- Durgam Cheruvu in 2010
- Coordinates: 17°25′44″N 78°23′16″E﻿ / ﻿17.42886°N 78.387794°E
- Type: lake
- Managing agency: Hyderabad Metropolitan Development Authority
- Max. length: 3.5 kilometres (2.2 mi)
- Surface area: 83 acres (34 ha)
- Max. depth: 28 feet (8.5 m)
- Water volume: 1,679,430 cubic metres (1,361.54 acre⋅ft)
- Settlements: Hyderabad, India

= Durgam Cheruvu =

Durgam Cheruvu, also known as Raidurgam Cheruvu, is a freshwater lake located in Rangareddy district, Telangana, India. The lake, which is spread over 83 acre, is located near the city of Hyderabad. The lake is also known as Secret Lake because it is hidden between the localities of Jubilee Hills, Madhapur and Raidurg. The Durgam Cheruvu Bridge, which traverses the lake, was inaugurated in September 2020.

== History ==
Under the rule of the Qutub Shahi dynasty (ca. 1518–1687), this lake served as the drinking water source for the residents of Golconda Fort.

== Species Diversity ==
As of June 2024, there are 149 bird species recorded at Durgam Cheruvu on eBird.

== Tourism ==
In 2001, the tourism department of the local government initiated steps to promote the lake as a tourist destination. As a part of this, five boats were to be deployed at the lake.

In 2002, the lake started to become a destination for people who go for fishing as a pastime. Few people from the nearby city of Hyderabad travel to this lake on the weekends to relax and enjoy fishing. To capitalise on the visitors, the local agencies expanded their tourism plans by turning the lake into a fishing zone. As a part of the various beautification steps, the area surrounding the lake was illuminated, artificial waterfalls, a rock garden and a floating fountain were added. In addition to this, proper seating arrangements, a 2 km walking/running track and restaurants were established. Adventure activities like rock climbing, trekking, rappelling, an art gallery and a sculptor park for artists were also introduced as attractions.
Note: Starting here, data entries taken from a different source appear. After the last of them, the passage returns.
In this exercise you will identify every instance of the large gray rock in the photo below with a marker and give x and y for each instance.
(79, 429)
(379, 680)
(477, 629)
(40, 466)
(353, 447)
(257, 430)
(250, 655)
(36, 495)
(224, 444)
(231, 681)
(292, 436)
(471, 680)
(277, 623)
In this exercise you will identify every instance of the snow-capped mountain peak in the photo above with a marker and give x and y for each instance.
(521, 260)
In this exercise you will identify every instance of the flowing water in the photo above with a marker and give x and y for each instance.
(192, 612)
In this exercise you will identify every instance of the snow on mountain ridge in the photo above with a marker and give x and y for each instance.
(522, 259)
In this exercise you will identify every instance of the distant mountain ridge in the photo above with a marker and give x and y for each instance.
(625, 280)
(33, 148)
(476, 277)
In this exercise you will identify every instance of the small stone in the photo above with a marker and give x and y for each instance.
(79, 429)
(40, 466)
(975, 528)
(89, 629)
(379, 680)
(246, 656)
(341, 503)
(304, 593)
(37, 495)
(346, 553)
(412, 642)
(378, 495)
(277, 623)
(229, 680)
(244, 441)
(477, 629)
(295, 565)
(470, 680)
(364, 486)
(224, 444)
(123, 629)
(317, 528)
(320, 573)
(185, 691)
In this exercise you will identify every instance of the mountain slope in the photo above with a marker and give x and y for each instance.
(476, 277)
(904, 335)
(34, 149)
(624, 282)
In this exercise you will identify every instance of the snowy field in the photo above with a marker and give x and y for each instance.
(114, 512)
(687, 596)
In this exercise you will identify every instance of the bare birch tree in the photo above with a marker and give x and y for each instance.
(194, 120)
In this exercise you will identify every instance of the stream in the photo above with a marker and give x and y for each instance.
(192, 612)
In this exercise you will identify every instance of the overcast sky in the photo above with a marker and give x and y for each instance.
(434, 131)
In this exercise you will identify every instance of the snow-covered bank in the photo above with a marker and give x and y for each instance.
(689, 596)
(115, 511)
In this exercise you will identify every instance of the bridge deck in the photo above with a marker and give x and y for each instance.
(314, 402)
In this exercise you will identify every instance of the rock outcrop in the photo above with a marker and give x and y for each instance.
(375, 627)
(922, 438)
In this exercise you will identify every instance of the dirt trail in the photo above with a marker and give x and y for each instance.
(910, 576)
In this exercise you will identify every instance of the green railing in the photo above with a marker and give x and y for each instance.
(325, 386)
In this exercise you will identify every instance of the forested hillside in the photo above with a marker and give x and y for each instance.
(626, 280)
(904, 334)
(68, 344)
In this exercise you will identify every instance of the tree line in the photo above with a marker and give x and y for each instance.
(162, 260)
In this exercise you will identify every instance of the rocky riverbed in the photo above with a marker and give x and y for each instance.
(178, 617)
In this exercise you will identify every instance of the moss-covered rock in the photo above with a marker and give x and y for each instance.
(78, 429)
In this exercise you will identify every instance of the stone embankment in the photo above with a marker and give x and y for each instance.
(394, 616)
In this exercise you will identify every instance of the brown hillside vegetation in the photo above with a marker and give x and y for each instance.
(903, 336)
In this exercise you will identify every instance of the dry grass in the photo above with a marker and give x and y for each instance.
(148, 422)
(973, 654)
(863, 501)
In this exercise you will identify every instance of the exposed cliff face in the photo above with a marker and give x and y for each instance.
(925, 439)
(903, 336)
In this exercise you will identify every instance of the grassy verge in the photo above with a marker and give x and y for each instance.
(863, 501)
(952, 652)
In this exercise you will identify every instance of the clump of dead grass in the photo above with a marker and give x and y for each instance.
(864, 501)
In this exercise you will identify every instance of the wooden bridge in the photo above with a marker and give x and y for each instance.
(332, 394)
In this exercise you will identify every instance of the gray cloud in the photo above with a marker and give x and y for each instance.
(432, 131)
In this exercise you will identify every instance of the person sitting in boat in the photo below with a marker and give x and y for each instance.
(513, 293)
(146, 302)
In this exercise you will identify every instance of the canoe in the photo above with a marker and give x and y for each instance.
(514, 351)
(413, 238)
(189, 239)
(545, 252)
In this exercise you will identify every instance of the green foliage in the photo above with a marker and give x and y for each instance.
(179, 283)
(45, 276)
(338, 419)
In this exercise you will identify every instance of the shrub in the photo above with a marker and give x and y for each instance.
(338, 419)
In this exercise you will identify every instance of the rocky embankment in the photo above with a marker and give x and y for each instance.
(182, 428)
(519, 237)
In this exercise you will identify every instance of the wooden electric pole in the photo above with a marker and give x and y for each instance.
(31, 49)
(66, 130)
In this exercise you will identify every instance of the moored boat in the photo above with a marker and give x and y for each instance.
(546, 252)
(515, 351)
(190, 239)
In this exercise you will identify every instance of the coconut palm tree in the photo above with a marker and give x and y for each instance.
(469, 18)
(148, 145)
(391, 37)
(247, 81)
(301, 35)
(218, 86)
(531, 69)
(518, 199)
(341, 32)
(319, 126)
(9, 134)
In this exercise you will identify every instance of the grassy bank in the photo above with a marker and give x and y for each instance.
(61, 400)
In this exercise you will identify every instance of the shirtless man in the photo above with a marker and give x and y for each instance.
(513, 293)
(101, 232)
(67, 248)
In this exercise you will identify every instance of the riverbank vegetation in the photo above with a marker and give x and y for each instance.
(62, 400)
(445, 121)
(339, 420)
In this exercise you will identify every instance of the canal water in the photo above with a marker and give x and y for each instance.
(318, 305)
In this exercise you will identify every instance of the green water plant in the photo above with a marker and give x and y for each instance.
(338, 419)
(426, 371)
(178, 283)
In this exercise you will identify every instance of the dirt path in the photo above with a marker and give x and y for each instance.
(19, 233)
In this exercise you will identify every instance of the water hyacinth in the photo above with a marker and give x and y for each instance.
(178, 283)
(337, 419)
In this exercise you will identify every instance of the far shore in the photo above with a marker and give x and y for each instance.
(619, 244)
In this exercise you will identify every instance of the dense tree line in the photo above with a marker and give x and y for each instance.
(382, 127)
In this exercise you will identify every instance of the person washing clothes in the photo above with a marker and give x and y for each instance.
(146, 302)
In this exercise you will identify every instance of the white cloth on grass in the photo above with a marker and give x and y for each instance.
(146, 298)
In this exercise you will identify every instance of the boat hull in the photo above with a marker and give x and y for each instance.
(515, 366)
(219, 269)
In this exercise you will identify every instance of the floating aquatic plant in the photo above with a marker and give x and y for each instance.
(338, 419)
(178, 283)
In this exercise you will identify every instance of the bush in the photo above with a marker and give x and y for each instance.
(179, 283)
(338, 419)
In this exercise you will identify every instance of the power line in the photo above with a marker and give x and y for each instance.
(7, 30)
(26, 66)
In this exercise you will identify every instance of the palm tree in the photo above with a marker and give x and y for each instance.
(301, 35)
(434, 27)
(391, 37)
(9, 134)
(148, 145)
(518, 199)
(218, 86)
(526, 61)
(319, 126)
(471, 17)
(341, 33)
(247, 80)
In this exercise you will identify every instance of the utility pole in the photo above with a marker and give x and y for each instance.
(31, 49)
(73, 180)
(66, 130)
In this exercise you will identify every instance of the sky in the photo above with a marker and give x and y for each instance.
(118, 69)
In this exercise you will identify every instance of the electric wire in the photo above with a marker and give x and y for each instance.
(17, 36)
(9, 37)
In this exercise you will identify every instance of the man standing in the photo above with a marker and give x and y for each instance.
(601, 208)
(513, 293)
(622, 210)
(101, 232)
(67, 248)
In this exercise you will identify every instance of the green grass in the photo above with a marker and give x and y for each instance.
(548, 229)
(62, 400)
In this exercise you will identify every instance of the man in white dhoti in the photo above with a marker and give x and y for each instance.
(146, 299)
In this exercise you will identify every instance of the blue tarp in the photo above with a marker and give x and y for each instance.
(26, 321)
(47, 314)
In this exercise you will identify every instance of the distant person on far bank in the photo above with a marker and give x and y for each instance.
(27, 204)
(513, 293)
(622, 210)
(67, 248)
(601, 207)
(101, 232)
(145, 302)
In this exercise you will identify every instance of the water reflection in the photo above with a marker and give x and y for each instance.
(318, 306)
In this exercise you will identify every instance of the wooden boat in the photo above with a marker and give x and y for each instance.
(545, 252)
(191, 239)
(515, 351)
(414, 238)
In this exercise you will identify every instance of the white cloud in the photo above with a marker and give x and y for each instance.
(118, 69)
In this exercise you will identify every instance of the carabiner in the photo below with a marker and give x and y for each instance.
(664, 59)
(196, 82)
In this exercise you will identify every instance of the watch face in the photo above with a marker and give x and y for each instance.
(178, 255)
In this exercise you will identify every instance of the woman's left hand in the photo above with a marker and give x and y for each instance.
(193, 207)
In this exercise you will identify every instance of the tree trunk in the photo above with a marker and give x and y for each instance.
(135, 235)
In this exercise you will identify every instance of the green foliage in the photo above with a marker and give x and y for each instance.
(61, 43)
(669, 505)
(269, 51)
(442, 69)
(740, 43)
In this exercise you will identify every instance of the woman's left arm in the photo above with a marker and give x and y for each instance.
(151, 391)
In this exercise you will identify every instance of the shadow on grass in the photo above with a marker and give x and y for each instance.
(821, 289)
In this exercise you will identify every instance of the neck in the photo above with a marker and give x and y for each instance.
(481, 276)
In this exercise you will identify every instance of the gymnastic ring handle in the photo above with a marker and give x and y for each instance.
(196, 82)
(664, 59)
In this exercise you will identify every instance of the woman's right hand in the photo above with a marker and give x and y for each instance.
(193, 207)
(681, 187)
An amphitheater, with a capacity to hold 1,500 people at a time, was also added for public access. The entire exercise was completed at a cost of ₹20 million.

In 2018, the lake bund was upgraded with walkways as part of CSR activity by K Raheja group.

=== Durgam Cheruvu Lake Front Park ===
The lake front park was inaugurated on August 28, 2018 by Mr. K. T. Rama Rao.

=== Durgam Cheruvu Cable Bridge ===
The Durgam Cheruvu Cable Bridge is an extradosed bridge in Hyderabad. It links Jubilee Hills to Madhapur and Hitech City.

== Controversies and pollution ==
Because of the unique rock formations abutting the lake, it was designated as a protected area. In 2001, the state high court issued an order to the local pollution board and the city's water supply and sewerage board not to allow development of new residential localities near the lake. Furthermore, the court order also asked these agencies to take immediate steps for prevention or collection and treatment of domestic sewage flowing into the lake from the residential colonies in the vicinity and catchment area of the lake. Despite these notifications, the local agencies have failed in controlling both pollution and illegitimate constructions on the lake bed.

To tackle pollution in the lake, sewage treatment plants were set up by the local pollution control board in 2006. As years passed by, the plant became non-functional. A separate sewerage treatment plant (STP) was set up at Durgam Cheruvu by the Hyderabad Metropolitan Water Supply and Sewerage Board, after Government of Telangana approved it in 2022.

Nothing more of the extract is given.